1
votes

I am using Scrapy to crawl sites, but I am wondering if there is a way to set it to only crawl only blog posts (i.e. not pages) of a website? I could probably create specific rules for each site to get it to work, but that would be too time consuming if I needed to crawl multiple sites. Is there a way to have one crawler that works universally across all sites to grab only blog posts? I doubt it, but my fingers are crossed some genius has an answer to this.

Here is the basic code I have so far pulled from the Scrapy documentation. What do I need to add to make this work?

from scrapy.contrib.spiders import CrawlSpider

class MySpider(CrawlSpider):
    name = 'crawlit'
    allowed_domains = ['example.com']
    start_urls = ['http://www.example.com']

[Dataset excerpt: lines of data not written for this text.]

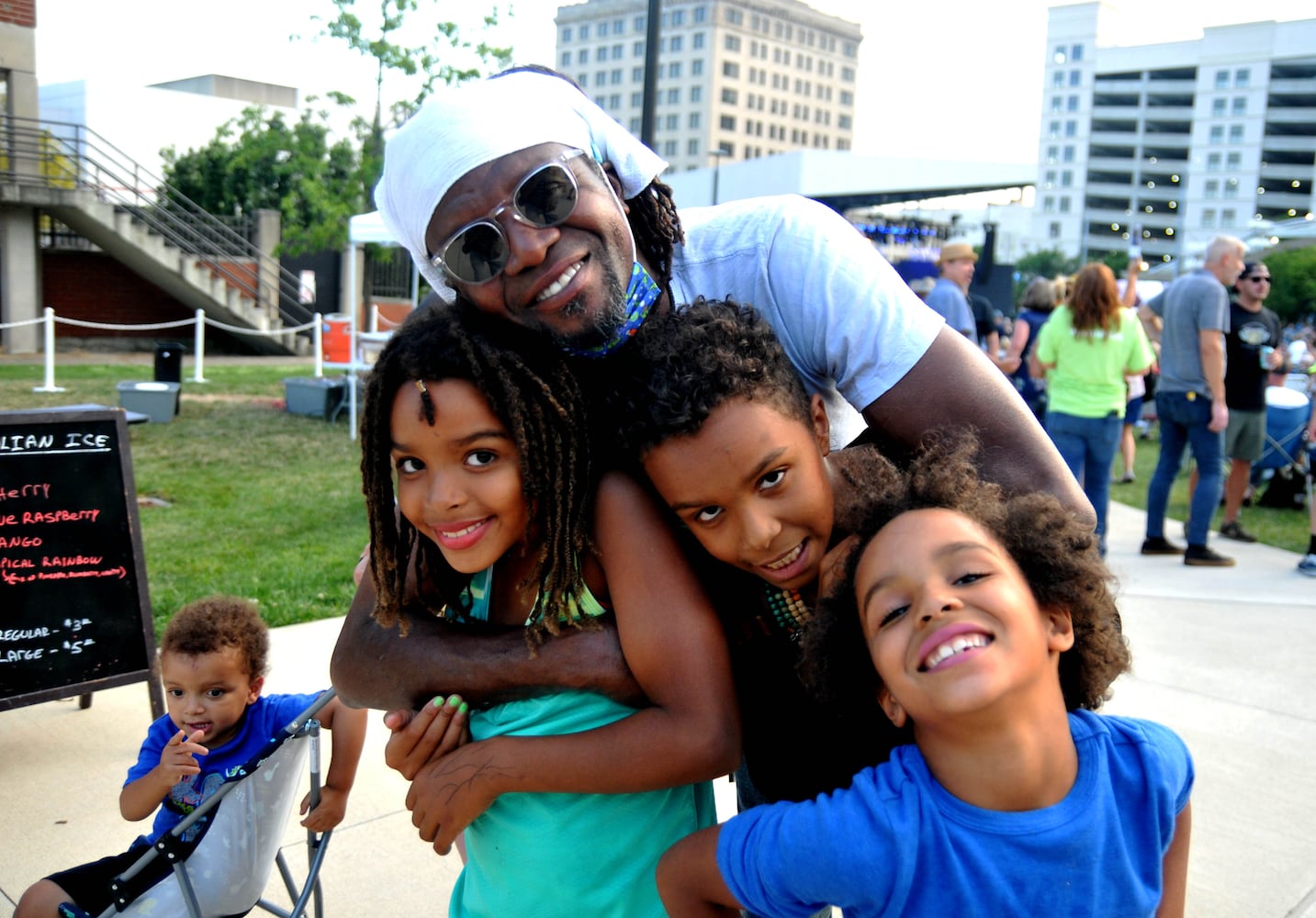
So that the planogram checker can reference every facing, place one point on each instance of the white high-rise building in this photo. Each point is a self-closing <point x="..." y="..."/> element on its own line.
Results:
<point x="744" y="78"/>
<point x="1172" y="143"/>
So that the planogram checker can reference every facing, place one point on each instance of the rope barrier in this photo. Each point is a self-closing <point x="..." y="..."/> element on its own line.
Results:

    def parse_item(self, response):
        #do something

P.S. I thought about just pulling the RSS feed, but RSS feeds only show recent posts -- which means I wouldn't be able to get posts older than a certain date. Unless someone knows a way around that?

1

1 Answers

0
votes

You could use a library like python-readability to extract all article text from a given url to qualify it as a "blog post"

from readability.readability import Document

def parse_url(self, response):
    html = response.body
    readable_article = Document(html).summary()
    readable_title = Document(html).short_title()

If you want only articles from a website, it might be worth checking to see if the site has an RSS feed?